In early 1981, The Screaming Meemees released the single, "Can’t Take It", with The Newmatics’ "Judas" on the flip side. The single sold about 2000 copies and entered the top 40 in New Zealand. This was followed by the "Screaming Blamatic Roadshow", which included label-mates Blam Blam Blam and The Newmatics.

The follow-up single was See Me Go, released as a numbered limited edition 12" edition, and a 7". Despite being unavailable after the initial week of release, the song was briefly the number one single on the New Zealand charts. This accomplishment was achieved with little airplay outside of student radio. The single was the first New Zealand record (album or single) to enter the charts at number one. This was followed by Sunday Boys in December, 1981, which was also a Top 20 single (without airplay).

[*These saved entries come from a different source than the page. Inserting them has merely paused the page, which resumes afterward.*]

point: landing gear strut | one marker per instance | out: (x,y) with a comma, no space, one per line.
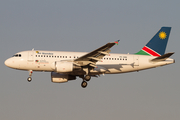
(84,84)
(85,79)
(29,79)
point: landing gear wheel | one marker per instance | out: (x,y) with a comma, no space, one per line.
(29,79)
(87,77)
(84,84)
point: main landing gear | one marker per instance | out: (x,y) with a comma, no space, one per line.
(29,79)
(85,79)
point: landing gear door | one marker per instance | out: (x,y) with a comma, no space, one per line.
(31,56)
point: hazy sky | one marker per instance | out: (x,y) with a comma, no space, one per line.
(80,25)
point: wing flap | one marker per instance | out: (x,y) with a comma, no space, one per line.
(95,55)
(162,58)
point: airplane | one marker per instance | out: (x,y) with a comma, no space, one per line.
(67,66)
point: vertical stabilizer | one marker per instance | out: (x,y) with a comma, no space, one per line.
(157,45)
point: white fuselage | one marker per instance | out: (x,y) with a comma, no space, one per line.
(110,64)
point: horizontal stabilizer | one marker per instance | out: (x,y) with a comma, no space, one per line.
(162,58)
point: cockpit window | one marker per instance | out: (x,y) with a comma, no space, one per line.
(17,55)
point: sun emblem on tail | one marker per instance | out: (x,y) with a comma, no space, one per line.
(162,35)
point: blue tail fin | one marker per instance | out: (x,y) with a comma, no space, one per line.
(157,45)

The band's final single was Stars in My Eyes, released in 1982. By 1983, the band were making their last performances, including a gig at the 1983 Sweetwaters Music Festival. The band split in April 1983 but reformed in August 1983 for two shows. They have not played publicly since.

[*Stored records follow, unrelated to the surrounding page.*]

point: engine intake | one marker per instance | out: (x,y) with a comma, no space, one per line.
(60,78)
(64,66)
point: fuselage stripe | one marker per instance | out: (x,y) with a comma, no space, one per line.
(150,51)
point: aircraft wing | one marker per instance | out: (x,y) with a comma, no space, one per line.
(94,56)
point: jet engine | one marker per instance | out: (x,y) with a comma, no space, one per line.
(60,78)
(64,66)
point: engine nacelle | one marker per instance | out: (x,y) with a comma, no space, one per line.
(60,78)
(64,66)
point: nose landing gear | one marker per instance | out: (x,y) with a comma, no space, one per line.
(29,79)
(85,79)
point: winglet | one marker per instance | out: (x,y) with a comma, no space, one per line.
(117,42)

Guitarist Michael O'Neill died from cancer on 4 December 2025.

==Discography==

===Albums===

| Year | Title | Details | Peak chart positions | Certifications |
NZ
| 1982 | If this is Paradise, I'll Take the Bag | Label: Propeller; Catalogue: REV 203; Reissued in 2009; | 16 | Gold |
| 1992 | Stars in My Eyes – Songs & Singles 1979-81 | Label: Propeller; Catalogue: REV 501; | 15 |  |
"—" denotes a recording that did not chart or was not released in that territory.

===Singles===

| Year | Title | Peak chart positions | Album |
NZ
| 1981 | "Can’t Take It" | 32 | Non-album single |
| "See Me Go" | 1 | Seemeego-o EP |
| "Sunday Boys" | 11 | If this is Paradise, I'll Take the Bag |
| 1982 | "'F' is For Fear" | 45 |
| "Stars in My Eyes" | 18 | Non-album single |
"—" denotes a recording that did not chart or was not released in that territory.